Phylogenetic analysis of the N-gene fragment by the neighbor-joining method performed on 191 samples from the season 2003–2004 (Figure 1B) confirmed the existence of 2 main genetic lineages, A and B, and the 2 formerly reported subgroups, B1 and B2, in lineage B. However, lineage A appeared to consist of 3 subclusters (Figure 1). In fact, we found 2 clusters, tentatively named A2a and A2b, within the formerly reported subgroup A2. This partition of subgroup A2 is supported by high bootstrap values (94% and 98%) comparable to those found for the widely accepted partition of A into A1 and A2. When these sequences were compared in an ML analysis (data not shown), they showed the same tree topology, again supported by high bootstrap values (86%). Moreover, neighbor-joining analysis of the F-gene fragment confirmed the observed partition within the A2 subgroup (Figure 1B) sustained by similar bootstrap values. Therefore, the proposed classification is independent of the calculation model and valid for both gene fragments tested. Analysis of the 39 samples from the 2002–2003 season showed the same tree topology by both neighbor-joining and ML analysis (data not shown). Thus, the cluster A2b was consistently prevalent within 2 consecutive seasons.
The analysis of sequence similarity additionally supported the observed tree topology.

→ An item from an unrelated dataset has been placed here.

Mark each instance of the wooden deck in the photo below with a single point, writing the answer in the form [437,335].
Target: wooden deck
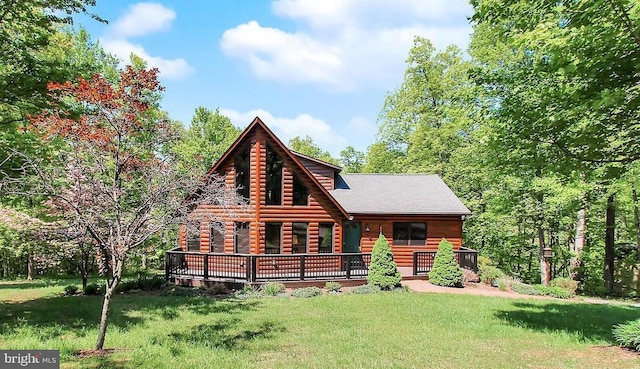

For the F-gene fragment, nucleotide identity between groups A and B was 83.6%–87.4%, whereas it was 92.1%–94.3% and 94.0%–95.7% between subgroups A1–A2 and B1–B2, respectively. The sequences within the 3 subgroups A1, B1, and B2 shared a nucleotide identity of 97.1%–99.5%, 97.1%–99.8%, and 98.3%–99.5%, respectively. Reflecting the tree topology, subgroup A2 was the most divergent; sequences shared 92.1%–99.8% nucleotide identity in the F gene. Within clusters A2a and A2b, nucleotide identity of 99.3%–99.8% and 97.1%–99.8% was found, thus confirming the existence of 2 genetically distinct clusters, A2a and A2b. Analysis of the sequences obtained for the N gene yielded comparable results (data not shown).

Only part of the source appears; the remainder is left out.